The archivist package is very efficient and advantageous when the archived artifacts were created with a chaining code offered by the dplyr package. It is higly useful because the origin of the artifact is archived, which means that the artifact can be easly reproduced and it's origin code is stored for future use.
Below are examples of creating artifacts with a chaining code, that requires using a %>%
and a %.%
operators, offered by the dplyr package.
Let us prepare a Repository where archived artifacts will be stored.
library(devtools)
install_github("archivist", "pbiecek")
library(archivist)
exampleRepoDir <- getwd()
createEmptyRepo( exampleRepoDir )
Then one might create artifacts like those below. The code lines are ordered in chaining code, which will be used by the saveToRepo
function to store an artifact and archive it's origin code as a name
of this artifact.
# example 1
library(dplyr)
data("hflights", package = "hflights")
hflights %>%
group_by(Year, Month, DayofMonth) %>%
select(Year:DayofMonth, ArrDelay, DepDelay) %>%
summarise(
arr = mean(ArrDelay, na.rm = TRUE),
dep = mean(DepDelay, na.rm = TRUE)
) %>%
filter(arr > 30 | dep > 30) %>%
saveToRepo( exampleRepoDir )
[1] "9013563d1069359f9b7d7a49c49b0a1f"
One may see a vast difference in code evalution when using chaining code.
Here is an example of a traditional R
call and one that uses the chaining code
philosophy.
# example 2
library(Lahman)
# Traditional R code
players <- group_by(Batting, playerID)
games <- summarise(players, total = sum(G))

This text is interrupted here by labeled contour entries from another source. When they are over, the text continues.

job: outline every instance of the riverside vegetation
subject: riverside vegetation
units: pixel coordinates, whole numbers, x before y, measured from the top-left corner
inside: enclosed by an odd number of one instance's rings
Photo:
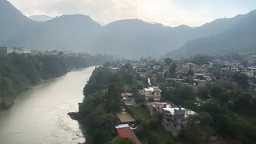
[[[171,72],[171,70],[170,70]],[[113,72],[108,66],[97,68],[84,88],[85,98],[79,103],[78,120],[86,129],[88,143],[123,143],[116,137],[114,126],[120,124],[115,113],[123,106],[120,94],[131,91],[135,99],[144,103],[138,94],[146,81],[140,81],[132,73],[124,70]],[[171,85],[171,84],[170,84]],[[134,132],[142,143],[206,143],[202,134],[218,134],[230,143],[254,143],[256,141],[255,98],[246,91],[224,89],[208,85],[194,91],[190,86],[161,86],[164,102],[172,102],[199,114],[200,126],[189,126],[177,138],[165,131],[161,126],[161,116],[153,117],[146,106],[130,107],[128,112],[139,123]],[[200,98],[202,106],[194,103]],[[209,137],[208,137],[209,138]],[[127,141],[126,141],[127,142]],[[129,143],[129,142],[128,142]],[[130,142],[132,143],[132,142]]]
[[[0,109],[13,106],[16,97],[42,80],[59,77],[76,68],[102,64],[111,57],[103,55],[0,55]]]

head(arrange(games, desc(total)), 5)
Source: local data frame [5 x 2]
playerID total
1 rosepe01 3562
2 yastrca01 3308
3 aaronha01 3298
4 henderi01 3081
5 cobbty01 3035
# Corresponding chaining code
Batting %.%
group_by(playerID) %.%
summarise(total = sum(G)) %.%
arrange(desc(total)) %.%
head(5) %>%
saveToRepo( exampleRepoDir )
[1] "6defe8a423a1363463a3ed98435c02e8"
Many of various operations can be performed on a single data.frame
before one consideres to archive these artifacts. Archivist guarantees that all of them will be archived
, which means a code alone will no longer be needed to be stored in a separate file. Also an artifact may be saved during operations are performed and used in further code evaluations. This can be done when
argument \code{chain = TRUE} in saveToRepo
is specified.
# example 3
crime.by.state <- read.csv("CrimeStatebyState.csv")
crime.by.state %.%
filter(State=="New York", Year==2005) %.%
arrange(desc(Count)) %.%
select(Type.of.Crime, Count) %.%
mutate(Proportion=Count/sum(Count)) %>%
saveToRepo( exampleRepoDir, chain = TRUE) %>%
group_by(Type.of.Crime) %.%
summarise(num.types = n(), counts = sum(Count)) %>%
saveToRepo( exampleRepoDir )
[1] "09cbff009bfb9b8535f1bb65f5cdec1b"
The CrimeStatebyState
data set can be downloaded from here.
Dozens of artifacts may now be stored in one Repository. Every artifact may have an additional Tag specified by an user. This will simplify searching for this artifact in the future.
# example 4
library(ggplot2)
diamonds %.%
group_by(cut, clarity, color) %.%
summarize(
meancarat = mean(carat, na.rm = TRUE),
ndiamonds = length(carat)
) %>%
head( 10) %>%
`attr<-`("tags", "operations on diamonds") %>%
saveToRepo( exampleRepoDir )
[1] "d68774d04b8b2a2c608cf68216d00cc6"
One can also save artifact's md5hash if there is a need check its origin, which is stored in a Tag
named name
.
# example 5
data(mtcars)
hash <- mtcars %.%
group_by(cyl, am) %.%
select(mpg, cyl, wt, am) %.%
summarise(avgmpg = mean(mpg), avgwt = mean(wt)) %.%
filter(avgmpg > 20) %>%
saveToRepo( exampleRepoDir )
After archiving all desired artifacts created with their chaining code, the summary of the Repository might be performed. Below is a single call of stored artifacts' names and the summary of the whole created Repository in this use case.
# summary
showLocalRepo( exampleRepoDir )[, 2]
[1] "hflights %>% group_by(Year, Month, DayofMonth) %>% select(Year:DayofMonth, ArrDelay, DepDelay) %>% summarise(arr = mean(ArrDelay, na.rm = TRUE), dep = mean(DepDelay, na.rm = TRUE)) %>% filter(arr > 30 | dep > 30)"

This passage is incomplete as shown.